Trotter syndrome: causes, symptoms and treatment
Trotter syndrome, also known as Trotter triad after American neurologist William Trotter, is a rare disorder that manifests as three symptoms: internuclear lens hypertrophy, oculomotor disorders, and seizures.
The causes of Trotter syndrome are unknown, but it is believed to be a genetic disorder. Perhaps hereditary predisposition and mutations of genes responsible for the development of the nervous system influence.
Symptoms of Trotter syndrome can appear at different ages, but the disease is usually diagnosed in early childhood. Hypertrophy of the internuclear lenses manifests itself in the form of an increase in the size of their nuclei, which can lead to visual impairment. Oculomotor disorders may manifest as involuntary eye movements, trembling of the eyeballs, or problems with eye coordination. Seizures can be either epileptic seizures or milder forms of seizure activity.
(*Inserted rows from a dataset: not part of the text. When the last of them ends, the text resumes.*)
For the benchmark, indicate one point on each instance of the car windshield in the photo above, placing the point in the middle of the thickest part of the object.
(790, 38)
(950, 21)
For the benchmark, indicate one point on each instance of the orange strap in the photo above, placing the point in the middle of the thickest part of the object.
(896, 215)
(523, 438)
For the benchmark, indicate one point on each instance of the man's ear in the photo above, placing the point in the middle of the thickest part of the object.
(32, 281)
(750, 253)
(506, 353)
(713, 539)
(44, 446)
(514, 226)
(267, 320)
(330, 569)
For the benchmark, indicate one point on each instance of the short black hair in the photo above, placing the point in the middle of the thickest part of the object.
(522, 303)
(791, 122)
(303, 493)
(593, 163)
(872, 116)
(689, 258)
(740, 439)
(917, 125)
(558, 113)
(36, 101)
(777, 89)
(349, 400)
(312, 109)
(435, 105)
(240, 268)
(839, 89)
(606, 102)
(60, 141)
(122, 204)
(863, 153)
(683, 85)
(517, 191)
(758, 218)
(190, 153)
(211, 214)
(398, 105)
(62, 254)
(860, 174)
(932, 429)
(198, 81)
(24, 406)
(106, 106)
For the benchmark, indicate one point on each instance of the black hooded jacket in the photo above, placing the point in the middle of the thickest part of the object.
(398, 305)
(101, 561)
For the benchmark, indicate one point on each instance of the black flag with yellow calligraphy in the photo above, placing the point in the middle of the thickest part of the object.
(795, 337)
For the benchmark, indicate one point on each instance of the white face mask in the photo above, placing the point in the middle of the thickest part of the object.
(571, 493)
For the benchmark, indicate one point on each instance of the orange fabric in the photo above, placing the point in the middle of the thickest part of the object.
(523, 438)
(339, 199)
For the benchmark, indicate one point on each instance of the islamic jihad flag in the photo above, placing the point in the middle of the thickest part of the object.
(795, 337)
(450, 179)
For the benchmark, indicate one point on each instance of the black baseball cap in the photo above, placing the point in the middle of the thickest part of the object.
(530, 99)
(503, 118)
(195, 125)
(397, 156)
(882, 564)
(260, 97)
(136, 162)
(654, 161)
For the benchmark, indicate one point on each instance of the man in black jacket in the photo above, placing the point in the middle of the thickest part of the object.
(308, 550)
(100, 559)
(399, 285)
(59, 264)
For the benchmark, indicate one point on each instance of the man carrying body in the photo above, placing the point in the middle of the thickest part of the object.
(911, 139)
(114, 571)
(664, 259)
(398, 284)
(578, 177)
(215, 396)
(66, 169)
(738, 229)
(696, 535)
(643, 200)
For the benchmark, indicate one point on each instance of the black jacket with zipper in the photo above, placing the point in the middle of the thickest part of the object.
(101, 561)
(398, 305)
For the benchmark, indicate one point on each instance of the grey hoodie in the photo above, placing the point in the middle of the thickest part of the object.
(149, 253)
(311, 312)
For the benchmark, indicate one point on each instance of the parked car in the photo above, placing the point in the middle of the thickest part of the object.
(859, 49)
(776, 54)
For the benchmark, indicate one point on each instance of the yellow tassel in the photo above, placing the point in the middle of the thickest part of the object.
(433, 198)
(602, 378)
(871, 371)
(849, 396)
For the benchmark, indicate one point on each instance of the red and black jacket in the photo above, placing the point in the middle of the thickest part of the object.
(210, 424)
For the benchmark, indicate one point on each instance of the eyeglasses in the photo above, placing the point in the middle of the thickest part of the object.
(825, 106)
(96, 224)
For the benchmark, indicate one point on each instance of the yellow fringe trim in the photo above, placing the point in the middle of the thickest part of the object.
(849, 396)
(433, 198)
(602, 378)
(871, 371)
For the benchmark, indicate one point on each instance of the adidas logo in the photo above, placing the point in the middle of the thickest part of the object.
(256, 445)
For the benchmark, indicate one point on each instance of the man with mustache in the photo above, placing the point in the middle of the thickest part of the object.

Treatment for Trotter syndrome is aimed at relieving symptoms and improving the patient's quality of life. Treatment may include anticonvulsant medications, eye drops, and vision correction. In some cases, surgery may be required to improve vision or correct oculomotor disorders.
Trotter syndrome is a rare disease, but its manifestations can significantly affect the patient's quality of life. Therefore, it is important to consult a doctor in a timely manner if there are any disturbances in vision or motor functions of the eyes.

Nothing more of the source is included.